MP for Ahanta West
- In office 7 January 2009 – 6 January 2013
- President: John Evans Atta Mills
- Preceded by: Samuel Kwofie
- Succeeded by: George Kwame Aboagye

Personal details
- Born: 9 September 1952 (age 73)
- Party: New Patriotic Party
- Alma mater: University of Ghana, GIMPA
- Occupation: Politician
- Profession: Bank manager

= Samuel Johnfiah =

Ghanaian politician

Samuel Johnfiah (born 9 September 1952) is a Ghanaian politician who served as a member of parliament for the Ahanta West constituency in the 5th parliament of the 4th republic of Ghana.

== Early life and education ==
He was born on 9 September 1952. He hails from Hotopo in the Western Region of Ghana. He obtained his National Diploma in General Agriculture from University of Ghana in 1984. He also had his Executive Masters in Governance & Leadership (EMGL) from Ghana Institute Management and Public Administration in 2008.

== Career ==
Before becoming a parliamentarian, he was the Deputy general manager for Ahantaman Rural Bank.

== Politics ==
His political career begun in 2001 after he emerged winner of the 2000 Ghanaian General Elections and was sworn in on 7 January 2001. He served as the member of parliament representing the Ahanta West constituency in the 5th parliament of the 4th republic of Ghana.

He was elected in the 2008 Ghanaian general elections with 20,871 votes out of the 38,798 total valid votes cast, equivalent to 53.8%. He was elected over Joseph Jones Amoah of the National Democratic Congress, Comfort Amoo of the Democratic Freedom Party and David Oscar Yawson of the Convention People's Party. These obtained 24.21%, 4.61% and 17.38% respectively of total valid votes cast.

He lost the seat in 2012 Ghanaian general election for George Kwame Aboagye from National Democratic Congress. He is a member of the New Patriotic Party.

In the year 2000, Johnfiah won the general elections as the member of parliament for the Ahanta West constituency of the Western Region of Ghana. He won on the ticket of the New Patriotic Party. His constituency was a part of the 9 parliamentary seats out of 19 seats won by the New Patriotic Party in that election for the Western Region of Ghana. The New Patriotic Party won a majority total of 99 parliamentary seats out of 200 seats.

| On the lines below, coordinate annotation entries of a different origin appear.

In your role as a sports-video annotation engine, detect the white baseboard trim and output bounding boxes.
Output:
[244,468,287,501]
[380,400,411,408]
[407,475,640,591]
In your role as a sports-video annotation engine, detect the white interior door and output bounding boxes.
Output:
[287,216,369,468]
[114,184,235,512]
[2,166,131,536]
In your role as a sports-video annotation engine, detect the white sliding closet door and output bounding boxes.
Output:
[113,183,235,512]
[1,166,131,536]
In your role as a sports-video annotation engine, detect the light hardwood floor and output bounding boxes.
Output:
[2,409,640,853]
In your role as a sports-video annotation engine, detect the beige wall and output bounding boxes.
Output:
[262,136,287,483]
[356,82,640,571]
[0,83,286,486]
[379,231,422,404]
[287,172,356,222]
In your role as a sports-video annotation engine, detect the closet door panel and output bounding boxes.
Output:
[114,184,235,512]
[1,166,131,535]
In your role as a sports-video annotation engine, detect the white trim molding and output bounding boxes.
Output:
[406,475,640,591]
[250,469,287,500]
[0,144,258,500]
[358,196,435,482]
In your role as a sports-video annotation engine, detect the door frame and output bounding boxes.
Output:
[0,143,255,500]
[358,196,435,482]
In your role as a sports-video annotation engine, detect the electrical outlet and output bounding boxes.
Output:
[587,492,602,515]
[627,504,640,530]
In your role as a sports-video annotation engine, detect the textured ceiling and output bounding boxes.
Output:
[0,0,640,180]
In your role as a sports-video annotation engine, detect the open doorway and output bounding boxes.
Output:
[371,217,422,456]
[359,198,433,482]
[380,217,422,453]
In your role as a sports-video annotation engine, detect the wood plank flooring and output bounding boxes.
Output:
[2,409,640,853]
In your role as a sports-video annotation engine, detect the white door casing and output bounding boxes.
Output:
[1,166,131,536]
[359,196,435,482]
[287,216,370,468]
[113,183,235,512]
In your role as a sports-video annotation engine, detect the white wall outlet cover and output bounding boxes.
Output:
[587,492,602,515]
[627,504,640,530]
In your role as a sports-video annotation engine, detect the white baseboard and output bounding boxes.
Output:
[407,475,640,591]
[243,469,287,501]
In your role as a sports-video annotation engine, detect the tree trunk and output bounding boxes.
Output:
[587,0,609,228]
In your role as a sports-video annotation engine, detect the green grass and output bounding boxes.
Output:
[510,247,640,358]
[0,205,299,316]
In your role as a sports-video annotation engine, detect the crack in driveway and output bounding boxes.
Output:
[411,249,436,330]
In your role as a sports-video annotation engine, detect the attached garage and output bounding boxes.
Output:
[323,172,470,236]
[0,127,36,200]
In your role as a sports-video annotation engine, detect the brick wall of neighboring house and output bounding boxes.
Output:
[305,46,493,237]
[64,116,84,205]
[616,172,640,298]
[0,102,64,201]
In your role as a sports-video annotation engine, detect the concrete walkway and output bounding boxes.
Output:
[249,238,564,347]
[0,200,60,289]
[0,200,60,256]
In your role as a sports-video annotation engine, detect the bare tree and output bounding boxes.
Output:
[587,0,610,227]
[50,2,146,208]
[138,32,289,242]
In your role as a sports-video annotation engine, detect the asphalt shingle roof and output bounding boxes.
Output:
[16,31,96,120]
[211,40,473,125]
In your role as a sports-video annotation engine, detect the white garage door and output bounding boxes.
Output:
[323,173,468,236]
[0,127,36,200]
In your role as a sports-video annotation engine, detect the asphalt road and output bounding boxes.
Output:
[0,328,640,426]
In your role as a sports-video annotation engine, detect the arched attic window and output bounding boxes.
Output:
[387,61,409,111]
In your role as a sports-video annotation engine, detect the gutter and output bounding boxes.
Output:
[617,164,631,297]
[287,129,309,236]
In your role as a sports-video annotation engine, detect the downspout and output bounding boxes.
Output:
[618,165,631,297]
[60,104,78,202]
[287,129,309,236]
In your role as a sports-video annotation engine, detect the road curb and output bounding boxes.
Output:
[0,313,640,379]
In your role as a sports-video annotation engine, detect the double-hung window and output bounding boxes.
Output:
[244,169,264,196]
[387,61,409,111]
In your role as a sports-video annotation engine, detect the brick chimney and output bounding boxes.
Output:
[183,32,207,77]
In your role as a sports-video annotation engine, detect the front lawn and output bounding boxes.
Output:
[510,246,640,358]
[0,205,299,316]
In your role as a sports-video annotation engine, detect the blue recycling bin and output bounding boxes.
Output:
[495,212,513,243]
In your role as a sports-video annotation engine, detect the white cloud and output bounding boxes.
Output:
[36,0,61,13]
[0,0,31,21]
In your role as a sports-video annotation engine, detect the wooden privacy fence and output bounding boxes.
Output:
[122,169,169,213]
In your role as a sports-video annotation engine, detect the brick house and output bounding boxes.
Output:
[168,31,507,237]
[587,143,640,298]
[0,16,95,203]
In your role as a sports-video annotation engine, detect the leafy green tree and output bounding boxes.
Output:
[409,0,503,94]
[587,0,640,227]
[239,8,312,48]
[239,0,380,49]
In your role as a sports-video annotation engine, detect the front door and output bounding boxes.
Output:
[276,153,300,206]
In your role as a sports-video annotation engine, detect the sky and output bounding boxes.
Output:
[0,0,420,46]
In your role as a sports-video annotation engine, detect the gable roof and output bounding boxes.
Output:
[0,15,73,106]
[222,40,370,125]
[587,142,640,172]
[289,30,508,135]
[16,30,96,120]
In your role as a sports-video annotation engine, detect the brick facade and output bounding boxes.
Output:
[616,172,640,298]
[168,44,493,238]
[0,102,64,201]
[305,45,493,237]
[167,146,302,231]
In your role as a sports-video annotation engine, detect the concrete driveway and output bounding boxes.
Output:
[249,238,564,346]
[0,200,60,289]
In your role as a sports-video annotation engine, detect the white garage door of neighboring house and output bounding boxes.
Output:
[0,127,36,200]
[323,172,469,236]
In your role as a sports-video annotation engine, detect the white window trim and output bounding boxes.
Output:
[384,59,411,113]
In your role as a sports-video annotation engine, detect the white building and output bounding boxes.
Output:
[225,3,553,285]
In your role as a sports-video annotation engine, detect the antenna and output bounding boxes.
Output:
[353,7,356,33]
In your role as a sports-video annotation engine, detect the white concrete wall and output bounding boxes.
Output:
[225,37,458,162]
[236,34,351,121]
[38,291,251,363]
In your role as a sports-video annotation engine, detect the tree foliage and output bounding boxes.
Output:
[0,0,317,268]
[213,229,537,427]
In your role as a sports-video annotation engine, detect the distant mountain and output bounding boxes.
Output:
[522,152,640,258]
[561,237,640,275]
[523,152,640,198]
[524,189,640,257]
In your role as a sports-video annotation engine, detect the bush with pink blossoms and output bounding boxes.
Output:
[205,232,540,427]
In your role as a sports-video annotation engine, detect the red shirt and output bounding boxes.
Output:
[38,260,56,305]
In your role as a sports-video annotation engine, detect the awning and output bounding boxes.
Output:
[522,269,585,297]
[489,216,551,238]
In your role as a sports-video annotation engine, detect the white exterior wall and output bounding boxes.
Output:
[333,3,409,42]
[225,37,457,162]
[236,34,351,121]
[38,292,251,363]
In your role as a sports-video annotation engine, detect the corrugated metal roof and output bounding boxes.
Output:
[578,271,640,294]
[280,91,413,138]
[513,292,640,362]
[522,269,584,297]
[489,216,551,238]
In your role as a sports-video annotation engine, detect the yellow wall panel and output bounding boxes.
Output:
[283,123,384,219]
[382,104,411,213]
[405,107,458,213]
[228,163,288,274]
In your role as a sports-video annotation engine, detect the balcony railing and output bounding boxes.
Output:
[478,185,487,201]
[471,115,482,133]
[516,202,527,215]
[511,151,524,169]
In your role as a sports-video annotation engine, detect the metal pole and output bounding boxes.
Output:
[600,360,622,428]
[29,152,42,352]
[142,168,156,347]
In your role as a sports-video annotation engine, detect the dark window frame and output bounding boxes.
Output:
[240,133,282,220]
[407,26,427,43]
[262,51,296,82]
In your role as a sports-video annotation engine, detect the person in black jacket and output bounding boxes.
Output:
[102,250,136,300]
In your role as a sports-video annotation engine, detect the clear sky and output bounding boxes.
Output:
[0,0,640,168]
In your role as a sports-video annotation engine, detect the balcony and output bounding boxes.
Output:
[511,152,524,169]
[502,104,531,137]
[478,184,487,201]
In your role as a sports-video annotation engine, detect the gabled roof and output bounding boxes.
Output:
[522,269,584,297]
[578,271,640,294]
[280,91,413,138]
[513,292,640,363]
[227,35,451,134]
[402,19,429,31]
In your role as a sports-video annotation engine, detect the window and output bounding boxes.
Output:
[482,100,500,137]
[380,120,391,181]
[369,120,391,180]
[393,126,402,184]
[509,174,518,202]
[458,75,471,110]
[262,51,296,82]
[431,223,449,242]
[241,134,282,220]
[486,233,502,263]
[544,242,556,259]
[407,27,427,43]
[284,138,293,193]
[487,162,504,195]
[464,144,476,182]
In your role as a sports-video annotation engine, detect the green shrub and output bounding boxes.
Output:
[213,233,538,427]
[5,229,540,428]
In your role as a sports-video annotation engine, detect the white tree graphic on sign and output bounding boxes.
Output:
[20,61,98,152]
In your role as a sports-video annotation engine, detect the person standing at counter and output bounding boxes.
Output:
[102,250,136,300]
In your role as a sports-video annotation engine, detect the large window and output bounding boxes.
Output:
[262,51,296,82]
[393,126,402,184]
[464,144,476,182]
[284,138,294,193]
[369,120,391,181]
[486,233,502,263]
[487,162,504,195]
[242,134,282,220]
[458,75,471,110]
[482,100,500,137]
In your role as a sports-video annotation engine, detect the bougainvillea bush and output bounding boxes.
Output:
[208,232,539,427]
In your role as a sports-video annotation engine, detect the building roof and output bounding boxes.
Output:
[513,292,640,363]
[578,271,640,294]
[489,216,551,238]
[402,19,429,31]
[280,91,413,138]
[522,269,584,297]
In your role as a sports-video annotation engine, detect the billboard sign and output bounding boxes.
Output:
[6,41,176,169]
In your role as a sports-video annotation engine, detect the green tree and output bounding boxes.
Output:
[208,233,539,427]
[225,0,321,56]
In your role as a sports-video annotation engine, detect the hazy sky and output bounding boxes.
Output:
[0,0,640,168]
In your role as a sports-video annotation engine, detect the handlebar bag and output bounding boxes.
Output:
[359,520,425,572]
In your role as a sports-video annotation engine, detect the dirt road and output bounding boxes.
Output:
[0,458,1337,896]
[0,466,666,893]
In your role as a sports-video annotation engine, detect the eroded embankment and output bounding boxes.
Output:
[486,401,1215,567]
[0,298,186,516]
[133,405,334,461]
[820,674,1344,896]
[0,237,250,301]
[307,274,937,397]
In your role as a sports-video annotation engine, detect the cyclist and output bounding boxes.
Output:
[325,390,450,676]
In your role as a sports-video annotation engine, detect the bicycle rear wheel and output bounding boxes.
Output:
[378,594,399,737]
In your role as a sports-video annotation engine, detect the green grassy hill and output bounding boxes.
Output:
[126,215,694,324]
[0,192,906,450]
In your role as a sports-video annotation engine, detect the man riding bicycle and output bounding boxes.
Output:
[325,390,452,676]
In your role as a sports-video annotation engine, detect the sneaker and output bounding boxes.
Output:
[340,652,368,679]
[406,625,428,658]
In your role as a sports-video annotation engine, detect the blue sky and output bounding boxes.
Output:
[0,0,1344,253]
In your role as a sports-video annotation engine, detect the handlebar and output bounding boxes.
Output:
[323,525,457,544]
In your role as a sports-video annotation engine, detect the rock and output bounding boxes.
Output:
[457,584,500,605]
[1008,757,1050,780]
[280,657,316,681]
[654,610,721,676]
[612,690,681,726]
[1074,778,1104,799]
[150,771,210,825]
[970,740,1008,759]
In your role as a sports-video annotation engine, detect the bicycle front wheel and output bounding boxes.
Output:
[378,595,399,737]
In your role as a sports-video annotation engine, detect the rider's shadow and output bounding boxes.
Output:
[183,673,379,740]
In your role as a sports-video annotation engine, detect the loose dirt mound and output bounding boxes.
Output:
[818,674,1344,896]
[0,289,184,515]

He was elected with 16,478 total valid votes cast. This was equivalent to 60.90% of the total valid votes cast. He was elected over William Cudjoe S. Kingsford of the National Democratic Congress, Joseph A. Eddie Mensah of the Convention People's Party, Joseph Kweku Arthur of the People's National Convention, Eva Parker of the National Reformed Party and Joseph Jones Amoah of the United Ghana Movement. These won 8,107, 1,358, 509, 416 and 170 votes out of the total valid votes cast respectively. These were equivalent to 30.00%, 5.00%, 1.90%, 1.50% and 0.06% respectively of total valid votes cast.

== Personal life ==
Johnfiah is married with six children. He is a Christian and a member of the Methodist Church.